Guimarães Fabreti Luiza, Höhna Sebastian
GeoBio-Center, Ludwig-Maximilians-Universität München, 80333 Munich, Germany.
Department of Earth and Environmental Sciences, Paleontology & Geobiology, Ludwig-Maximilians-Universität München, 80333 Munich, Germany.
Syst Biol. 2023 Dec 30;72(6):1418-1432. doi: 10.1093/sysbio/syad041.
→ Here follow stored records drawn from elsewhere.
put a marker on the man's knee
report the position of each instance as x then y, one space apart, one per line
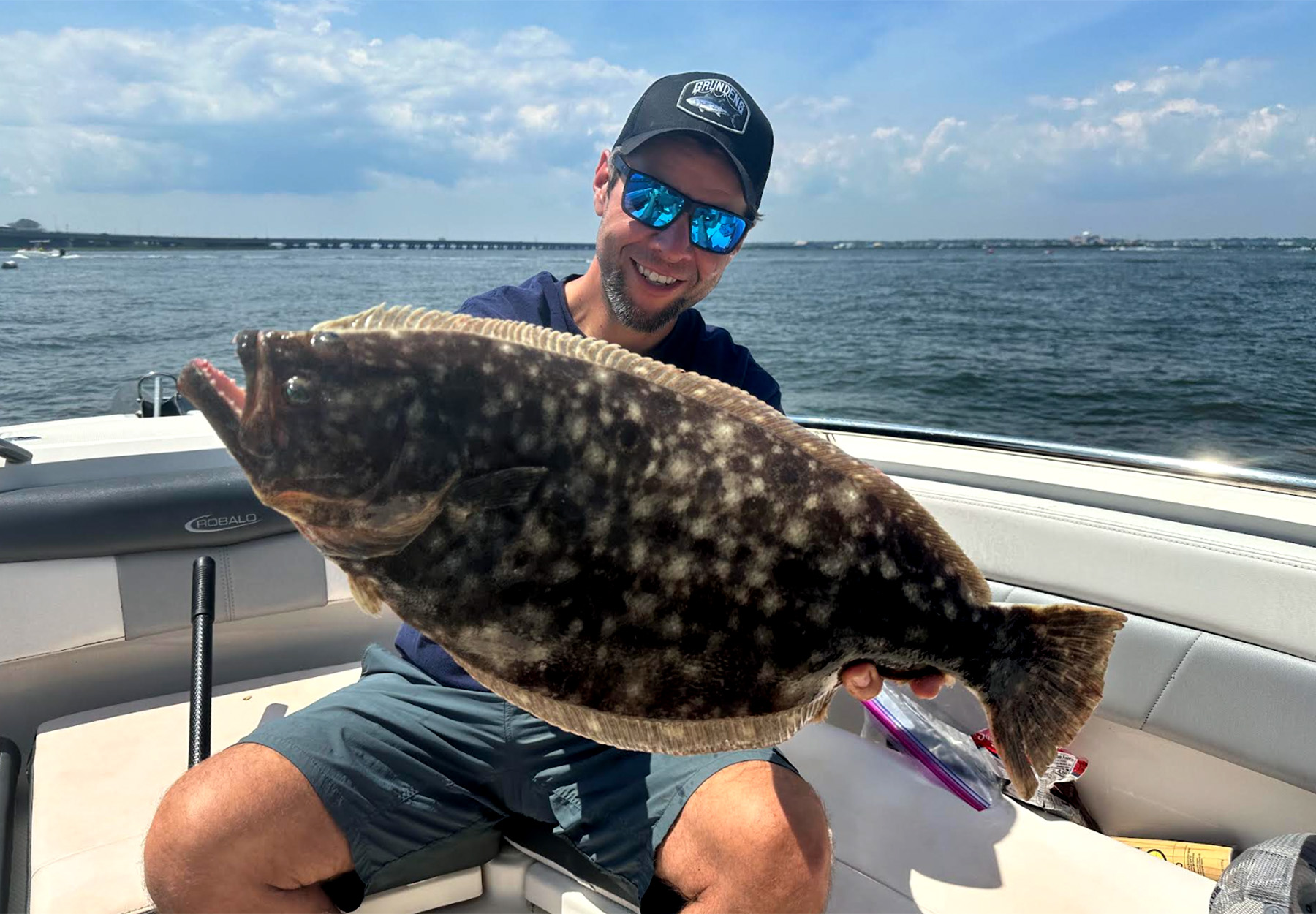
756 836
245 815
791 836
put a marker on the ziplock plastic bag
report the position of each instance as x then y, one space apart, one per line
948 755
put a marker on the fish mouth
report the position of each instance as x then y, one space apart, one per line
220 399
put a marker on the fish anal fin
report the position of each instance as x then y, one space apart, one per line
513 488
1041 693
383 317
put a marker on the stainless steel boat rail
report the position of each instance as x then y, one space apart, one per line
1240 476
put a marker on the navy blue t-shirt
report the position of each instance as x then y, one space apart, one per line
692 345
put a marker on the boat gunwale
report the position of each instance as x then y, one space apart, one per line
1278 481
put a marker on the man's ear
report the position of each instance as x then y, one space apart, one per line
600 185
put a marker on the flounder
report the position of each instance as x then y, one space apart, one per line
635 554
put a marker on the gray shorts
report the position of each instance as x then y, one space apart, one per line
404 766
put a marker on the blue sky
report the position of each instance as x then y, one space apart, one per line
485 120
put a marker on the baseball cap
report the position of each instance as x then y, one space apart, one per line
712 105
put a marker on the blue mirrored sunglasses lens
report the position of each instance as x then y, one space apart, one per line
715 230
651 202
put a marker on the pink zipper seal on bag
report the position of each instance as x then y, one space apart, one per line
911 746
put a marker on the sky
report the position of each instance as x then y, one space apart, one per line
485 120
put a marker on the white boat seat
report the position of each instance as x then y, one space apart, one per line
903 845
906 845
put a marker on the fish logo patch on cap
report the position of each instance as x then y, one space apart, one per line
716 102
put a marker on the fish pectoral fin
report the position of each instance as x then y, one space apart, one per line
368 594
513 488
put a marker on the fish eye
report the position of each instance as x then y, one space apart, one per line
298 391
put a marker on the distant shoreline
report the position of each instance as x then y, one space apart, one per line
15 238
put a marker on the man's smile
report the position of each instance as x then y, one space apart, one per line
654 277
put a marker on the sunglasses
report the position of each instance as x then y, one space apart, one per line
651 202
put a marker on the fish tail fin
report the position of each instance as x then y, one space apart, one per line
1041 693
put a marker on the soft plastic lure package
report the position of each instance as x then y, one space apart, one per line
949 756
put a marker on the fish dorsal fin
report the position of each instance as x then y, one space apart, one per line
714 393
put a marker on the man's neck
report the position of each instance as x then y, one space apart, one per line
591 314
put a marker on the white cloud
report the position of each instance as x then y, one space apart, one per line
307 75
1247 140
812 105
934 146
1067 103
539 118
1176 79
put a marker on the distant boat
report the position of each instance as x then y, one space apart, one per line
41 248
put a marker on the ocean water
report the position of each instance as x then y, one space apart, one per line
1177 352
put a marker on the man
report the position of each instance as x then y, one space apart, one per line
312 810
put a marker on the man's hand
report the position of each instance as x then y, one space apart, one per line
863 682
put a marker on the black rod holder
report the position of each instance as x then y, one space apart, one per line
203 619
10 763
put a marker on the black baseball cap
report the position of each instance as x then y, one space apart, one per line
712 105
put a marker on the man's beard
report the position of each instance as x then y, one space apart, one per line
625 311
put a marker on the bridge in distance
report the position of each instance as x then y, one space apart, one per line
11 238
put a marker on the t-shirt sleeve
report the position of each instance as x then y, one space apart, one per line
763 386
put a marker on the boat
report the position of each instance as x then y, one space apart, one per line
1203 733
39 248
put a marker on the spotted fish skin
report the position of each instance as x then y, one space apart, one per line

Model selection aims to choose the most adequate model for the statistical analysis at hand. The model must be complex enough to capture the complexity of the data but should be simple enough not to overfit. In phylogenetics, the most common model selection scenario concerns selecting an adequate substitution and partition model for sequence evolution to infer a phylogenetic tree. Previously, several studies showed that substitution model under-parameterization can bias phylogenetic studies. Here, we explored the impact of substitution model over-parameterization in a Bayesian statistical framework. We performed simulations under the simplest substitution model, the Jukes-Cantor model, and compare posterior estimates of phylogenetic tree topologies and tree length under the true model to the most complex model, the $\text{GTR}+\Gamma+\text{I}$ substitution model, including over-splitting the data into additional subsets (i.e., applying partitioned models). We explored 4 choices of prior distributions: the default substitution model priors of MrBayes, BEAST2, and RevBayes and a newly devised prior choice (Tame). Our results show that Bayesian inference of phylogeny is robust to substitution model over-parameterization and over-partitioning but only under our new prior settings. All 3 current default priors introduced biases for the estimated tree length. We conclude that substitution and partition model selection are superfluous steps in Bayesian phylogenetic inference pipelines if well-behaved prior distributions are applied and more effort should focus on more complex and biologically realistic substitution models.
模型选择旨在为手头的统计分析选择最合适的模型。该模型必须足够复杂以捕捉数据的复杂性,但又要足够简单以免过度拟合。在系统发育学中,最常见的模型选择情况是为序列进化选择合适的替换模型和划分模型以推断系统发育树。此前,多项研究表明替换模型参数设置不足会使系统发育研究产生偏差。在此,我们在贝叶斯统计框架下探讨了替换模型参数设置过度的影响。我们在最简单的替换模型——朱克斯 - 坎托模型下进行模拟,并将真实模型下系统发育树拓扑结构和树长的后验估计与最复杂的模型—— $\text{GTR}+\Gamma+\text{I}$ 替换模型进行比较,包括将数据过度划分为更多子集(即应用划分模型)。我们探讨了4种先验分布选择:MrBayes、BEAST2和RevBayes的默认替换模型先验以及一种新设计的先验选择(Tame)。我们的结果表明,系统发育的贝叶斯推断对替换模型参数设置过度和过度划分具有鲁棒性,但仅在我们新的先验设置下如此。当前所有3种默认先验都会给估计的树长带来偏差。我们得出结论,如果应用表现良好的先验分布,那么在贝叶斯系统发育推断流程中,替换模型和划分模型的选择是多余的步骤,并且应将更多精力集中在更复杂且符合生物学实际的替换模型上。